We are pleased to announce that Gozynta Mobius is now listed in Intuit's QuickBooks App Store. Applications listed are required to meet numerous requirements including clearing an annual security review process. Mobius is the first and only ConnectWise integration to have successfully completed this review and be listed in the store.
The annual security review includes a security assessment comprised of a deep automated scan and manual testing. Manual testing includes validating all issues found in the automated scan and checking for other problems, such as authentication and authorization. The report's Risk Assessment Methodology assigns a Severity based on the combination of Likelihood and Impact scores using a 5-point scale from Minimal to Critical.
We received our final report in March, which found no Critical or High Severity findings. In addition to the security assessment, Intuit made additional inquiries around scripting and injection attacks, key storage, and TLS/SSL configurations.
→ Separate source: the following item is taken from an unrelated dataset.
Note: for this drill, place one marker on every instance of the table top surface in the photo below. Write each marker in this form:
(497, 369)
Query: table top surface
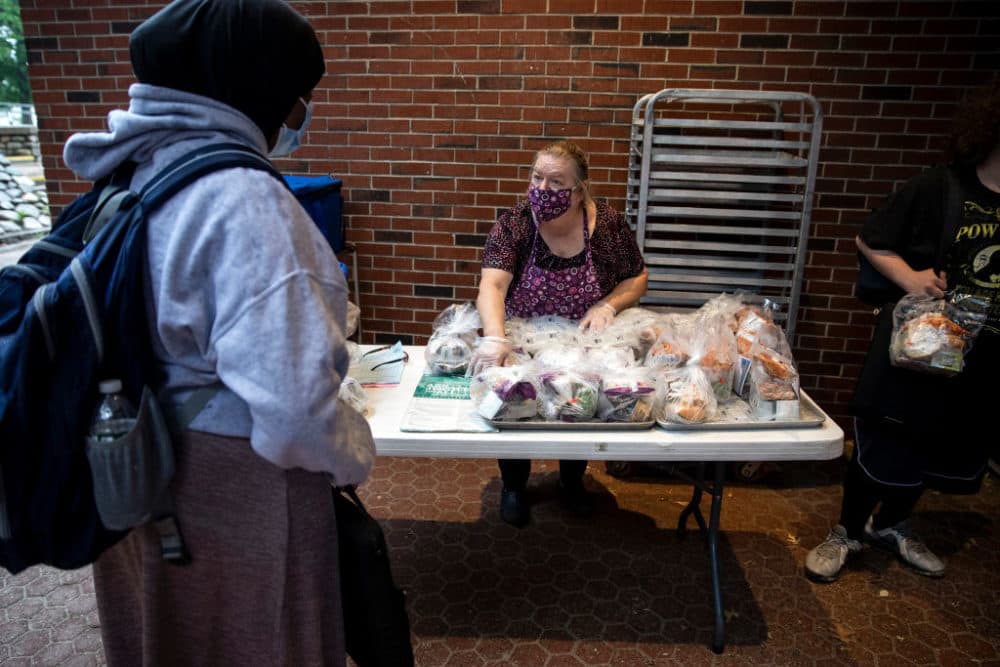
(387, 405)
In our May release of Mobius, we updated our account password policy to enforce more stringent requirements, including the zxcvbn complexity checker. User account passwords are now required to meet greater complexity and uniqueness constraints, making it harder for attackers to obtain access to your Mobius account.
In our July release of Mobius, we integrated a new session management module and implemented additional HTTP Security Headers. These changes help to further mitigate the risk of intricate cross-site scripting and session attack vectors.
The web is a dangerous place, and keeping on top of the latest recommendation and best practices is an ongoing effort. In addition to completing and maintaining compliance with Intuit's Annual Security Review, we utilize OWASP recommended tools as part of our Secure Development Lifecycle. For example, every build in our pipeline is analyzed using GitLab's Static Application Security Testing suite.